MLflow
A MLflow task type’s example and dive into information of PyDolphinScheduler.
Example
"""A example workflow for task mlflow."""
from pydolphinscheduler.core.workflow import Workflow
from pydolphinscheduler.tasks.mlflow import (
MLflowDeployType,
MLflowModels,
MLFlowProjectsAutoML,
MLFlowProjectsBasicAlgorithm,
MLFlowProjectsCustom,
)
mlflow_tracking_uri = "http://127.0.0.1:5000"
with Workflow(
name="task_mlflow_example",
tenant="tenant_exists",
) as workflow:
# run custom mlflow project to train model
train_custom = MLFlowProjectsCustom(
name="train_xgboost_native",
repository="https://github.com/mlflow/mlflow#examples/xgboost/xgboost_native",
mlflow_tracking_uri=mlflow_tracking_uri,
parameters="-P learning_rate=0.2 -P colsample_bytree=0.8 -P subsample=0.9",
experiment_name="xgboost",
)
# run automl to train model
train_automl = MLFlowProjectsAutoML(
name="train_automl",
mlflow_tracking_uri=mlflow_tracking_uri,
parameters="time_budget=30;estimator_list=['lgbm']",
experiment_name="automl_iris",
model_name="iris_A",
automl_tool="flaml",
data_path="/data/examples/iris",
)
# Using DOCKER to deploy model from train_automl
deploy_docker = MLflowModels(
name="deploy_docker",
model_uri="models:/iris_A/Production",
mlflow_tracking_uri=mlflow_tracking_uri,
deploy_mode=MLflowDeployType.DOCKER,
port=7002,
)
train_automl >> deploy_docker
# run lightgbm to train model
train_basic_algorithm = MLFlowProjectsBasicAlgorithm(
name="train_basic_algorithm",
mlflow_tracking_uri=mlflow_tracking_uri,
parameters="n_estimators=200;learning_rate=0.2",
experiment_name="basic_algorithm_iris",
model_name="iris_B",
algorithm="lightgbm",
data_path="/data/examples/iris",
search_params="max_depth=[5, 10];n_estimators=[100, 200]",
)
# Using MLFLOW to deploy model from training lightgbm project
deploy_mlflow = MLflowModels(
name="deploy_mlflow",
model_uri="models:/iris_B/Production",
mlflow_tracking_uri=mlflow_tracking_uri,
deploy_mode=MLflowDeployType.MLFLOW,
port=7001,
)
train_basic_algorithm >> deploy_mlflow
workflow.submit()
Dive Into
Task mlflow.
- class pydolphinscheduler.tasks.mlflow.BaseMLflow(name: str, mlflow_tracking_uri: str, *args, **kwargs)[source]
Bases:
Task
Base MLflow task.
- _child_task_mlflow_attr = {}
- _task_custom_attr: set = {'mlflow_task_type', 'mlflow_tracking_uri'}
- mlflow_task_type = None
- property task_params: Dict
Return task params.
- class pydolphinscheduler.tasks.mlflow.MLFlowProjectsAutoML(name: str, data_path: str, automl_tool: str | None = 'flaml', mlflow_tracking_uri: str | None = 'http://127.0.0.1:5000', experiment_name: str | None = '', model_name: str | None = '', parameters: str | None = '', *args, **kwargs)[source]
Bases:
BaseMLflow
Task MLflow projects object, declare behavior for AutoML task to dolphinscheduler.
- Parameters:
name – task name
data_path – data path of MLflow Project, Support git address and directory on worker.

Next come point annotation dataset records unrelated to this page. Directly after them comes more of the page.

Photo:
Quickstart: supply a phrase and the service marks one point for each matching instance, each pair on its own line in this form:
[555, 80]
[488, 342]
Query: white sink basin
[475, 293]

automl_tool – The AutoML tool used, currently supports autosklearn and flaml.
mlflow_tracking_uri – MLflow tracking server uri, default is http://127.0.0.1:5000
experiment_name – MLflow experiment name, default is empty
model_name – MLflow model name, default is empty
parameters – MLflow project parameters, default is empty
- _child_task_mlflow_attr = {'automl_tool', 'data_path', 'experiment_name', 'mlflow_job_type', 'model_name', 'params', 'register_model'}
- _downstream_task_codes: Set[int]
- _task_relation: Set[TaskRelation]
- _timeout: timedelta
- _upstream_task_codes: Set[int]
- mlflow_job_type = 'AutoML'
- mlflow_task_type = 'MLflow Projects'
- class pydolphinscheduler.tasks.mlflow.MLFlowProjectsBasicAlgorithm(name: str, data_path: str, algorithm: str | None = 'lightgbm', mlflow_tracking_uri: str | None = 'http://127.0.0.1:5000', experiment_name: str | None = '', model_name: str | None = '', parameters: str | None = '', search_params: str | None = '', *args, **kwargs)[source]
Bases:
BaseMLflow
Task MLflow projects object, declare behavior for BasicAlgorithm task to dolphinscheduler.
- Parameters:
name – task name
data_path – data path of MLflow Project, Support git address and directory on worker.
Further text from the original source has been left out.